The formose reaction, first discovered in 1861, is one of the best examples of an autocatalytic reaction cycle that could have occurred on the early Earth.
Creating a messy chemical reaction
“A lot of these prebiotic syntheses for making various important biomolecules have been studied using the techniques of traditional organic chemistry,” says Dr Fahrenbach. “Now, that doesn’t really apply so well on early Earth, because there was no organic chemist on Earth attending to these reactions.
“One of the most interesting things about this research is that we are using a more messy chemistry approach, messy chemistry meaning complex chemistry.”
Dr Fahrenbach explains that you can think of a cell as one big, complex chemical reactor that isn’t carrying out every reaction in a stepwise process. So the team set out to create an environment in the lab which is analogous to the conditions needed to make the first cells on Earth.
“We created these conditions by adding the components that we’re interested in – molecules including formaldehyde and glycolaldehyde, which form the base of the formose reaction,” says Mr Tran. “We then added the third compound, cyanamide, and mixed them together and heated them up.”
Together, the team wanted to track the reaction across time by stopping it every two minutes and using analytical techniques to measure the products at each time point. “We used a process called chromatography, which allowed us to separate out this complex mixture to identify the compounds of the reaction,” says Mr Tran.
“We also wanted measure their concentrations, using something called mass spectrometry, which allows us to detect these molecules by their masses.”
To ensure they were identifying the correct compounds, the team then cross-checked their results by comparing their products to chemical standards.

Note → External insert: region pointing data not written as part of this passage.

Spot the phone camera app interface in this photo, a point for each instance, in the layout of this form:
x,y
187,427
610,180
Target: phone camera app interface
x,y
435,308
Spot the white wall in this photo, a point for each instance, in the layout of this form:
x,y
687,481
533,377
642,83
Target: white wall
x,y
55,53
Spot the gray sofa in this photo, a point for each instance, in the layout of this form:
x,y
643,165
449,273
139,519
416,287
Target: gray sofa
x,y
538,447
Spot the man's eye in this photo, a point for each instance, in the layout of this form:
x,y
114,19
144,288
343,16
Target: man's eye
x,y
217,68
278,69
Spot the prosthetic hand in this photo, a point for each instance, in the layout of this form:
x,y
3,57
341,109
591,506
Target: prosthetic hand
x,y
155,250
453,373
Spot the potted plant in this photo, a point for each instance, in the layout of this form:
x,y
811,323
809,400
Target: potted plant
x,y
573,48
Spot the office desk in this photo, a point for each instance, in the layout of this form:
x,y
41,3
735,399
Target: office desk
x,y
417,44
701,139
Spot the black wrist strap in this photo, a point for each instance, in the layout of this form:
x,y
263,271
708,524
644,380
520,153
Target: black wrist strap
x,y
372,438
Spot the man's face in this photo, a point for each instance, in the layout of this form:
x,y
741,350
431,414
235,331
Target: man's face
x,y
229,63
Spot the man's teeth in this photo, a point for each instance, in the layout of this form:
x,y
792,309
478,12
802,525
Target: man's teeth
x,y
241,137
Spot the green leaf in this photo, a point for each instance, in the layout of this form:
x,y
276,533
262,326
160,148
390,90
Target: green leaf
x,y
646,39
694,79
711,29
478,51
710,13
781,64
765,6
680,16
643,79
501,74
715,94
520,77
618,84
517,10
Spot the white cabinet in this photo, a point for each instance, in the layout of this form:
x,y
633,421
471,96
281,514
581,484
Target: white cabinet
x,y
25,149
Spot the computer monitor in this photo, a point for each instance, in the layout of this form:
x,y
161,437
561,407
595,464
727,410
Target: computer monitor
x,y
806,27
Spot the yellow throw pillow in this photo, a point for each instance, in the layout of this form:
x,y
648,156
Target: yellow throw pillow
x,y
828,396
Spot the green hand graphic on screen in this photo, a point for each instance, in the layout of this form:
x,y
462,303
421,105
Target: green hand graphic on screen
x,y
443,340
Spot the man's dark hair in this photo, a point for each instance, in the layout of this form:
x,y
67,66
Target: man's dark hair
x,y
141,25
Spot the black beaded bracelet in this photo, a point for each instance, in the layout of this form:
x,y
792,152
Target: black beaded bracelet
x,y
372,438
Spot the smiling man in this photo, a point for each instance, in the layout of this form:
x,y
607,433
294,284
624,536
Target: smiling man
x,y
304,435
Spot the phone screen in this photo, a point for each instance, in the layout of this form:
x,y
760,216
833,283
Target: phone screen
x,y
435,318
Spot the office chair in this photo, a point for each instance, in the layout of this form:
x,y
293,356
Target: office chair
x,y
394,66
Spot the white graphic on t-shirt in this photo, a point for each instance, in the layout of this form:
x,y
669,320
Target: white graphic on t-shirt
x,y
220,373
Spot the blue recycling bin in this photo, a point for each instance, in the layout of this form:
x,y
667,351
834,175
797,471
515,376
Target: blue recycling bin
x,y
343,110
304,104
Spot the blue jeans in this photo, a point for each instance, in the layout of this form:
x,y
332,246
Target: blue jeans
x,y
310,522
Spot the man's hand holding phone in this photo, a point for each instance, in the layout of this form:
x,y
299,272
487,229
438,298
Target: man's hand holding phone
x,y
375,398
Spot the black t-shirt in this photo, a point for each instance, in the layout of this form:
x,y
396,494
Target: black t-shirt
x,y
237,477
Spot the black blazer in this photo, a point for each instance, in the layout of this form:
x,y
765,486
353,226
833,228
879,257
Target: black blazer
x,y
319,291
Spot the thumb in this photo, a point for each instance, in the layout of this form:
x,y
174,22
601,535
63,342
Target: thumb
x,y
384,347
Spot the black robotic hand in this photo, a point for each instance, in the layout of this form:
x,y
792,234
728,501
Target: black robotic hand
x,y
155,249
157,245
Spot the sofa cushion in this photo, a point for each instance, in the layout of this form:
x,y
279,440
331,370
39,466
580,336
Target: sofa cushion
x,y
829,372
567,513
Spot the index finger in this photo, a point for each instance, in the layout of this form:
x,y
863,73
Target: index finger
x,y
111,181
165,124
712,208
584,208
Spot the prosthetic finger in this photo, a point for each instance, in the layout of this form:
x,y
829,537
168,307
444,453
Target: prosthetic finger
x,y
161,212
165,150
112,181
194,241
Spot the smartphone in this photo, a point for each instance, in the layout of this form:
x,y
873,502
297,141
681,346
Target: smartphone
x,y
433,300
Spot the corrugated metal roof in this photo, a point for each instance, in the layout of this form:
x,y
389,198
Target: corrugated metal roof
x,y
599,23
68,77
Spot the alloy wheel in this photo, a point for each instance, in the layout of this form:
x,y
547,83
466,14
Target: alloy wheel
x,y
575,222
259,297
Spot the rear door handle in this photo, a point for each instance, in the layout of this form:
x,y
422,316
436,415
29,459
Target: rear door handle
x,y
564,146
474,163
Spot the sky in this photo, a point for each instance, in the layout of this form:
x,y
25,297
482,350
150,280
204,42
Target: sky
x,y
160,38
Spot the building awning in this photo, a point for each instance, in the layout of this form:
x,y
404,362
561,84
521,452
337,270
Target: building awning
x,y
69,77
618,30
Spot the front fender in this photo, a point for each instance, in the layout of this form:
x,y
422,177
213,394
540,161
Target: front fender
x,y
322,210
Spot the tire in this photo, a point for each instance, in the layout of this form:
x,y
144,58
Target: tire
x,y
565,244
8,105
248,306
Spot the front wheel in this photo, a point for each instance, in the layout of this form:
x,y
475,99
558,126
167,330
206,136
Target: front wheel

Harnessing autocatalysis for industrial applications
This work opens the door to further understanding how autocatalysis can be “engineered” to do syntheses more like modern cells do.
“Before this work, many researchers would have thought that the formose reaction and RNA synthesis may have been fundamentally incompatible and could not be directly integrated with each other,” says Dr Fahrenbach.
“The reason this research is so exciting is because autocatalysis is also what’s needed to observe more ‘life-like’ behaviours emerging from relatively simple systems of molecules. Cells can respond to cues from the environment that enhance their ability to navigate and survive. Autocatalysis also allows systems of molecules to respond to environmental cues, as if they were alive.”
Autocatalysis also has the potential to make the synthesis of some pharmaceutically significant compounds cheaper. “Imagine a reaction that autocatalytically produced some important compound needed for a drug. Many compounds rely on ‘normal’ catalysts to carry out a reaction, but what if the reaction also produced the catalyst needed for that reaction?”
The more studies we are able to perfect using autocatalysis, the better we will understand how it can be harnessed to make common chemical reactions more efficient.
“You never quite know what interesting applications will come out of answering fundamental questions, which is why it is so worthwhile,” says Dr Fahrenbach.
“One of the other next steps is to integrate this reaction network inside of a ‘protocell’, a small cell-sized compartment that can help us further understand how life may have emerged under similar circumstances on early Earth,” says Dr Fahrenbach.